Any tricks to speed up debug builds that make heavy use of SIMDRegister?

The JUCE SIMDRegister is great as it makes it super easy to write SIMD code and use the JUCE processors with SIMD types instead of floats. However, after reworking big parts of our oversampled signal chain which has some FIR filters in the oversampled path to use SIMD, we see a great speedup in release builds and a massive slowdown in debug builds. The profiler shows that the hotspot is the multiplication operator of the SIMDRegister that is not inlined as in release builds but causes three sub-function calls for each multiplication. This is expected, I know, but the slowdown is so heavy that the plugin no longer hits realtime constraints in a debug build, which makes it pretty hard to develop.

So I’m wondering if there are any tricks to guide the compiler to simply fully optimise the calls to the SIMDRegister operators always, no matter what optimisation level is chosen. Some fancy attributes to be wrapped around the SIMDRegister implementation?

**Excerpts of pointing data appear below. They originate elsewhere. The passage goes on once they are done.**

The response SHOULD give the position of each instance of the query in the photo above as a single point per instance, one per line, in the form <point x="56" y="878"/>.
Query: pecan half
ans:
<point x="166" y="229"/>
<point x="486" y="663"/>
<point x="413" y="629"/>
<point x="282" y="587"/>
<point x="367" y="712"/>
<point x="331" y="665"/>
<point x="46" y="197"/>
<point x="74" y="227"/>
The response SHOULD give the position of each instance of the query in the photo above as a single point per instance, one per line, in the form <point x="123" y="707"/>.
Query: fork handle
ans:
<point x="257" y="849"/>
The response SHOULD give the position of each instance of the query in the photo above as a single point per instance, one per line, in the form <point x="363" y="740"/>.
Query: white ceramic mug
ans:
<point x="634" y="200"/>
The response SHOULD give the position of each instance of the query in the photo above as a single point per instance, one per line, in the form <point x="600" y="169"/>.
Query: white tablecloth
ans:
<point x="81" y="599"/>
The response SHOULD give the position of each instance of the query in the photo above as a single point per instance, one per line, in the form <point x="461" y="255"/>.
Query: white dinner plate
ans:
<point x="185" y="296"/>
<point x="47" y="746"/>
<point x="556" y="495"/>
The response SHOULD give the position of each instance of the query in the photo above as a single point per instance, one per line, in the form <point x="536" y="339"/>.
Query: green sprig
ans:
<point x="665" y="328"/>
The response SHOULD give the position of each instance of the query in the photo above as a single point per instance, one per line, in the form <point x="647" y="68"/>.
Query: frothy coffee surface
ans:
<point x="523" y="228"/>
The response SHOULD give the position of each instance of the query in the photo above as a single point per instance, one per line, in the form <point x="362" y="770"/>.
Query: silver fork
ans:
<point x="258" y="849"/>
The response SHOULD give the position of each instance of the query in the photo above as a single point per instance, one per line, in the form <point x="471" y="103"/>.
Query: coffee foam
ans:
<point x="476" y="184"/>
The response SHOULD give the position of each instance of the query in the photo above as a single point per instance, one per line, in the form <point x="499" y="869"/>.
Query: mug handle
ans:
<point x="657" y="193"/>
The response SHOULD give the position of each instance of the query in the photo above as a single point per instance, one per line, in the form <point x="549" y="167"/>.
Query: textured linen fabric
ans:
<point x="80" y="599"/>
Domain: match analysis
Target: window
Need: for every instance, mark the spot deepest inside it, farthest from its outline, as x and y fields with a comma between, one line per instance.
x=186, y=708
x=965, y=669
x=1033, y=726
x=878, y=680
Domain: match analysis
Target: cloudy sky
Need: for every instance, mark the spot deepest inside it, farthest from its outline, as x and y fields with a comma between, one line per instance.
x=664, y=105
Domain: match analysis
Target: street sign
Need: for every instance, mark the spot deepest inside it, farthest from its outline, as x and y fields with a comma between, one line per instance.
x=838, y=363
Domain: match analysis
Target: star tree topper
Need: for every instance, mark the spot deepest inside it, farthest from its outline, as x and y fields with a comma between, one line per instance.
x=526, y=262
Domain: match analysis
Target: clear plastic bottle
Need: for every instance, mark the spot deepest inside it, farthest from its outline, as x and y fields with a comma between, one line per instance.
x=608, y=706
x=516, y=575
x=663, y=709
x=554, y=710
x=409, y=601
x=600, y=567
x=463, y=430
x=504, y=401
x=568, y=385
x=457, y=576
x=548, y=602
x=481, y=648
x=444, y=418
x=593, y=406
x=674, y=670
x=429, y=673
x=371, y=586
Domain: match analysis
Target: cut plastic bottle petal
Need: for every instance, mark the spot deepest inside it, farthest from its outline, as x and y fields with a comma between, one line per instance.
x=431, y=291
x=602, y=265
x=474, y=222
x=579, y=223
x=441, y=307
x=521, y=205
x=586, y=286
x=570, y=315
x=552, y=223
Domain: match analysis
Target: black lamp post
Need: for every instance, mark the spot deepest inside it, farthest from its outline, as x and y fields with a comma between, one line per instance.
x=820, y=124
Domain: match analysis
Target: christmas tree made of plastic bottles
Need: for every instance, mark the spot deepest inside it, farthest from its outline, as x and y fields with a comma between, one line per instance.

I also think about solutions like moving e.g. FIR::Filter::processSingleSample to a separate TU and set compiler flags on that file to always compile it with full optimisation?

I already asked for help on Stackoverflow but I would be happy to hear your thoughts on that, I guess I’m not the first one in the JUCE universe facing this problem :wink:

I had some time to try some things out today and what really helped in a first proof-of-concept approach was to add a second cpp file to juce_dsp, specify -O3 for that file and then moved all the internals of the process call along with the processSingleSample function into that TU. With these changes, the plugin is able to play back at realtime again, even in debug builds.

Would you consider to add a solution like that to the dsp module?

1 Like

I also had some problems a few years back that even the standard Microsoft compiler in the release build could not remove the SIMDRegister wrapper and it did run a lot slower on windows. I switched to clang / LLVM also on windows because of this. Is this still a problem today?

Edit: Today I don’t optimize anymore on this level and let the compiler do it’s work.

MSVC 2019 has no problems optimising the SIMDRegister calls as expected in a release build. We used it quite a bit in our latest release that really does some heavy processing on oversampled audio and switching to SIMD made a noticeable impact on the CPU usage, especially when processing 5.1 audio.

This is indeed some kind of optimisation that would be pretty impossible for the compiler to figure out on its own, given that you need to re-order the samples in order from the usual per-channel representation to the interleaved SIMD representation. So I’m happy that the SIMDRegister class is there, especially with Apple M1 machines out there, which makes it fairly easy to maintain a cross-architecture compatible implementation.

1 Like